L'agence, qui pointe les « difficultés du gouvernement à respecter les objectifs de déficit qu'il s'était lui-même fixés », relève aussi « la forte hausse » du taux des emprunts français depuis janvier 2026, qui limiteront encore davantage sa « marge de manoeuvre » et nécessiteront encore plus d'efforts « pour stabiliser la dette publique ».
Dans ce contexte, le Premier ministre français, Sébastien Lecornu, a présenté, ce jeudi 17 septembre, les grandes lignes de son projet de budget pour 2027, prévoyant un « effort budgétaire d’environ 54 milliards d’euros » ciblant un déficit public à 5% du produit intérieur brut (PIB). Ces annonces ont toutefois suscité de vives réactions dans l’opposition et les rangs syndicaux, qui dénoncent des mesures jugées particulièrement austères.
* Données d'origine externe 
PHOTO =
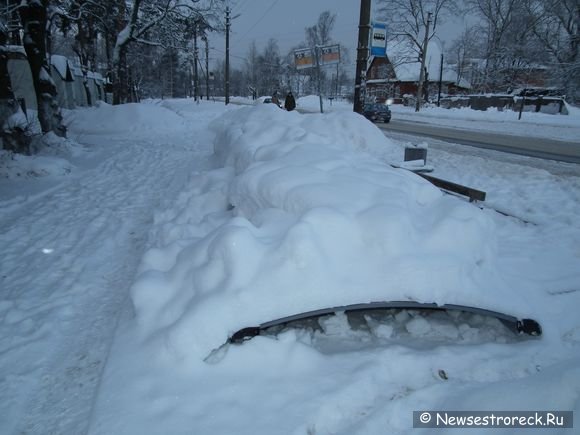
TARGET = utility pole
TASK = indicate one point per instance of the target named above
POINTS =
(440, 82)
(227, 72)
(206, 67)
(195, 60)
(364, 28)
(317, 51)
(423, 60)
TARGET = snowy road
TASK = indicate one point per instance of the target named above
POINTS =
(72, 245)
(69, 257)
(529, 146)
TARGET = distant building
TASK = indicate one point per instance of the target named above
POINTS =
(397, 75)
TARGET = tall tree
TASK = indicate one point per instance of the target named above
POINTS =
(33, 15)
(415, 23)
(556, 24)
(319, 34)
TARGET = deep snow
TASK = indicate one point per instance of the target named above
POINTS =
(292, 212)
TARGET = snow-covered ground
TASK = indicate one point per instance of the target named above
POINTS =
(160, 229)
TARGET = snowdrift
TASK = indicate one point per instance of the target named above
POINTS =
(301, 220)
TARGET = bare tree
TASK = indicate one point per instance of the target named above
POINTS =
(319, 34)
(415, 23)
(556, 24)
(34, 15)
(463, 51)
En pleine incertitude budgétaire et politique avant l'élection présidentielle au printemps, la France a vu son taux d'emprunt à dix ans grimper à 4,50% mi-septembre, du jamais-vu depuis 2008.
Ces notes, délivrées par diverses agences de notation, tendant à évaluer le risque de défaut de paiement d’un emprunteur, qu’il s’agisse d’une entreprise, d’une banque ou d’un État. Elles ont une incidence sur les taux auxquels la France peut emprunter sur les marchés, et donc sur les finances publiques.